The driver tried to mature, however, hit a snag. For complex rendering, something breaks in the GPU and only parts of the content are missing in the frame. Some clever tests have discovered the trigger for accurate failure – excessive total vertex data. Simply put, it is “the number of vertices (geometric complexity) the amount of vertices per vertex (‘shading’ complexity)”. That sounds almost like a buffer fill, but the GPU itself. This is not a buffer with which the driver communicates directly, so all this sleuthing has to be done blindly. Apple drivers don’t have malicious renders like this, so what’s going on?
[Alyssa] GPU offers a quick crash-course on design, distinguishing between a desktop GPU using primarily dedicated memory and a mobile GPU with unified memory. M1 falls into that second category, using a tilebuffer to cache render results when creating a frame. That tile buffer is a certain size. Frame rendering has crash overflow. So how will the driver handle it? The traditional answer is just to assign a larger buffer, but not how the M1 works. Instead, when the buffer is full, the GPU triggers a partial render, which eats up the buffer’s data. The problem is that the partial render is being sent to the screen instead of being properly mixed with the rest of the render. Why? Go back to the command capture used by Apple’s driver.

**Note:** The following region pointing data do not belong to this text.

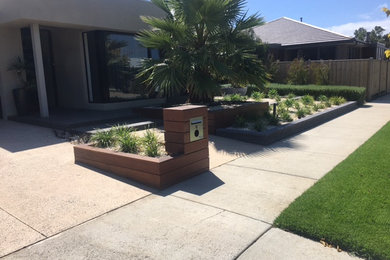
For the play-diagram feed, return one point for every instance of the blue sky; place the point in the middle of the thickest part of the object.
(343, 16)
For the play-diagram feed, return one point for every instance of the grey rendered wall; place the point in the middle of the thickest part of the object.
(121, 15)
(69, 68)
(10, 48)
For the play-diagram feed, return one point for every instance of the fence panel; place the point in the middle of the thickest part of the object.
(372, 74)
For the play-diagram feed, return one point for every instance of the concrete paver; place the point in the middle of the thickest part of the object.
(214, 215)
(15, 234)
(154, 228)
(258, 194)
(46, 190)
(293, 162)
(278, 244)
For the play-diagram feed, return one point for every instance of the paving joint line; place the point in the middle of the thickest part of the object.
(75, 226)
(23, 222)
(253, 242)
(230, 211)
(271, 171)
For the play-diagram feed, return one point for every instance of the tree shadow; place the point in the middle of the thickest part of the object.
(17, 137)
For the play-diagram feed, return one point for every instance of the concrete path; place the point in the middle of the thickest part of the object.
(226, 213)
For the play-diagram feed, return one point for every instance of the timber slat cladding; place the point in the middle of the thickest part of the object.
(190, 158)
(178, 127)
(188, 112)
(186, 172)
(183, 160)
(170, 169)
(182, 138)
(120, 159)
(175, 148)
(137, 175)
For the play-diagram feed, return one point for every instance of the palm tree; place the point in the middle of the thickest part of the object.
(202, 42)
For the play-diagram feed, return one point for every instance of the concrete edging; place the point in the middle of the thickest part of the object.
(280, 132)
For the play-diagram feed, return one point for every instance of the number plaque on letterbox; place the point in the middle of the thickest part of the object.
(196, 129)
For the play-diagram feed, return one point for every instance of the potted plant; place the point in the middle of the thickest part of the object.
(25, 97)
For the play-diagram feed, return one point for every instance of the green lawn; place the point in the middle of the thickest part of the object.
(350, 206)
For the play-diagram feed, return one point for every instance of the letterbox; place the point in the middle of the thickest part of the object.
(196, 129)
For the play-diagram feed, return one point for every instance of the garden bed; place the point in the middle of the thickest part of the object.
(277, 133)
(143, 157)
(155, 172)
(219, 114)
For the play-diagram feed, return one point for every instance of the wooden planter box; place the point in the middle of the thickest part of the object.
(187, 158)
(155, 172)
(218, 117)
(225, 116)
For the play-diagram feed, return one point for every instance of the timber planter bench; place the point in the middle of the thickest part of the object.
(187, 156)
(155, 172)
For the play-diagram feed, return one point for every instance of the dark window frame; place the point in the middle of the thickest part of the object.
(97, 83)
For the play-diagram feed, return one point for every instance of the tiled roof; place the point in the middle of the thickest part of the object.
(286, 31)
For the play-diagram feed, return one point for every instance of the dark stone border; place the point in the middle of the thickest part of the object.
(280, 132)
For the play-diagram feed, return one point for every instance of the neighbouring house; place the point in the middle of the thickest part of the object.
(289, 39)
(83, 53)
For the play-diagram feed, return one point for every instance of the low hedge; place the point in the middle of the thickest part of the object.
(349, 93)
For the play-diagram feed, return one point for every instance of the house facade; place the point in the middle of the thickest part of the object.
(82, 54)
(289, 39)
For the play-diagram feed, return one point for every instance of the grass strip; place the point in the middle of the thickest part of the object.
(350, 206)
(349, 93)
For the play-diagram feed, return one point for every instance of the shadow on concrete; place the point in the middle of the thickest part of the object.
(381, 100)
(17, 137)
(197, 185)
(231, 146)
(119, 178)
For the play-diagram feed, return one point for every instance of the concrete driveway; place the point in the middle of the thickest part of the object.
(226, 213)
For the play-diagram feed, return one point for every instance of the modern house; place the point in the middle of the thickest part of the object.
(289, 39)
(82, 53)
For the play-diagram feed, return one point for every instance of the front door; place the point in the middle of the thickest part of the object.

The driver does something weird, it sets two separate load and store programs. Knowing that the render buffer is moved around the mid-render, it starts to make sense. One function is for partial render, the other for final. Exclude setting up one of these, and when the GPU requires a missing function, it de-references a null pointer and the rendering explodes. So, provide the missing function, get the configuration correctly and the rendering is done correctly. Finally! The taste of victory is never so sweet when it comes to chasing such a mysterious bug.
Need more hope for Linux in your life? [Hector Martin] This past week Floss gave an interview to Weekly, detailing our project.